Betty Ross has been kidnapped by the Hulk because the misguided brute thinks that he is keeping her safe.  She is able to talk him into taking her back to her apartment so she can call her father.  A couple of crooks accost Betty and, as the Hulk comes to her aid, one of them shoots him in the leg as he is transforming back into Bruce Banner.  As this is all transpiring, two mercenaries aboard a freighter shoot a missile capsule towards the New York harbor.  One of the men tells the other that the capsule contains quite a horrific beast.  The creature was formed when the U.S. government tested one of their atomic bombs, which awakened a caveman type of creature that had been in suspended animation for countless years.  Scientists of an enemy foreign country tried to study the creature, but it morphed from the radiation exposure into a monster with great strength and power.  After it was subdued by a large amount of sleeping gas, it was put into the capsule and sent to the U.S. to destroy it by the evil foreign powers.  Once the creature gets out of the capsule, it wanders the city, destroying things.  Eventually, the Hulk comes across it and, like two natural enemies, they go at it.  The pink monster is no cream puff, as even the Hulk’s mightiest blows only cause it to crystallize in the places where the Hulk hits it.  Strength-wise, the two seem about equal, except that the new pink monster’s skin is so radioactive that it burns the Hulk when he touches it.  The pink menace also has the power to absorb radiation, even being able to temporarily turn the Hulk back into Banner after putting him in a bear hug.  Across town, Major Talbot and Rick Jones are finishing up their visit with Fantastic Four leader Reed Richards.  Richards has put together a device that will turn the Hulk back into Bruce Banner after following instructions that Banner wrote down in case of an emergency.  He reluctantly gives the device to Talbot since it could very well kill Banner.  They go to where the monsters were recently battling and he uses the device on the Hulk.  It works, and the Hulkster reverts back to Banner.  The story ends with Bruce, Rick, and Talbot about to be attacked by the remaining pink beast.
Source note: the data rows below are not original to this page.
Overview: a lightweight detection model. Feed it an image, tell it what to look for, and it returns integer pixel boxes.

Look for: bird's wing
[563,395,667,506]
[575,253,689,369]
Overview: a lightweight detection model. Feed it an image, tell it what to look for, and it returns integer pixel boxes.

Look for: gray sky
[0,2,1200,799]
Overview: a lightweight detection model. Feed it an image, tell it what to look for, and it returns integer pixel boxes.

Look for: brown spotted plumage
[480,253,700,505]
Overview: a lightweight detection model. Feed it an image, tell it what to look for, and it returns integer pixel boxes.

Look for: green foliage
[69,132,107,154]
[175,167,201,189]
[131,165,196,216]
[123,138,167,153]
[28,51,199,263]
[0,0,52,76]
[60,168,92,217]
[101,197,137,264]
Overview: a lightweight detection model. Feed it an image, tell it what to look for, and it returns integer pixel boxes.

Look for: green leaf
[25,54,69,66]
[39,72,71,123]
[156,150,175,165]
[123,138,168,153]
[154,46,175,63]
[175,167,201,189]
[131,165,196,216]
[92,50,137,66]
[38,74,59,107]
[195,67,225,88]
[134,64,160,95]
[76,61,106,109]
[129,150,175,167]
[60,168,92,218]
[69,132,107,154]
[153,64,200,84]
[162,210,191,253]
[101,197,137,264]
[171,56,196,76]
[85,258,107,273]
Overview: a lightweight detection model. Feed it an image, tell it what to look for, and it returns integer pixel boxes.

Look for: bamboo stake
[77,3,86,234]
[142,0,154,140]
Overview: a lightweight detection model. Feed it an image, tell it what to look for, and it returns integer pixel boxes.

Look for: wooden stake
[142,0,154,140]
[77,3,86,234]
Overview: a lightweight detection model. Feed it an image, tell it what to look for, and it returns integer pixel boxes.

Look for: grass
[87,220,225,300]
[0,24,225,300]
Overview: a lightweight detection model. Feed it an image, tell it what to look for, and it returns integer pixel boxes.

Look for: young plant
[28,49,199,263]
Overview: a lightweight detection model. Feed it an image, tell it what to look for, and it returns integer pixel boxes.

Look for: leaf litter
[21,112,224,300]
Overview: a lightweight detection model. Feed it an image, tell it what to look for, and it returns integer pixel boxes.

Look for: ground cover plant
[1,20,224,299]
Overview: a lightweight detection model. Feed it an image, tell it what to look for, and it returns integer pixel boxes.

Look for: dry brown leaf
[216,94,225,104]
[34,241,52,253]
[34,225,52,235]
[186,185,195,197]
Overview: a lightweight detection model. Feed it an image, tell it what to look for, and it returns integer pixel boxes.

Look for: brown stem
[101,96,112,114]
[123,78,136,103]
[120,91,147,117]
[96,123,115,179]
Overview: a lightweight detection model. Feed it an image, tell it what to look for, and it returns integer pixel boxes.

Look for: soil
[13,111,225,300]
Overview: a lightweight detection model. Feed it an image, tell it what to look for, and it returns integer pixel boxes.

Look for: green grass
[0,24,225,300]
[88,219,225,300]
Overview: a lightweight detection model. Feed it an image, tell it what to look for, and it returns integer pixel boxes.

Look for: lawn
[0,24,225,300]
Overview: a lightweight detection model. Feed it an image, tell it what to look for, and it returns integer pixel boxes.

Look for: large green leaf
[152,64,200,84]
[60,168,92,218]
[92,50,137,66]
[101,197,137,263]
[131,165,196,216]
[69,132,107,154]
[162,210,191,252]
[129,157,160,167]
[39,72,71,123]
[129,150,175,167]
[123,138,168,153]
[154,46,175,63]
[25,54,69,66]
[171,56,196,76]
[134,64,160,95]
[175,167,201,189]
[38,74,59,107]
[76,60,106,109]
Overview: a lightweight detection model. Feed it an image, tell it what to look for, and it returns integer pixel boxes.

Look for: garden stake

At this point, we don't know
who the heck he is...
Tom:   While this story was good in parts, and definitely exciting, it was just too weird with too much going on.  Between robbers trying to kidnap Betty, strange nuclear monsters, Reed Richards, and communist ruler Mao making an appearance, it’s all just a little too much to digest.  I don’t see why the Hulk would have trouble walking just because Banner was shot in the leg or legs.  The villain in this story would later go on to be called the Missing Link, last seen in an issue of Rom--current whereabouts unknown;  presumed to be living in a trailer park and working as a Domino’s pizza delivery driver.     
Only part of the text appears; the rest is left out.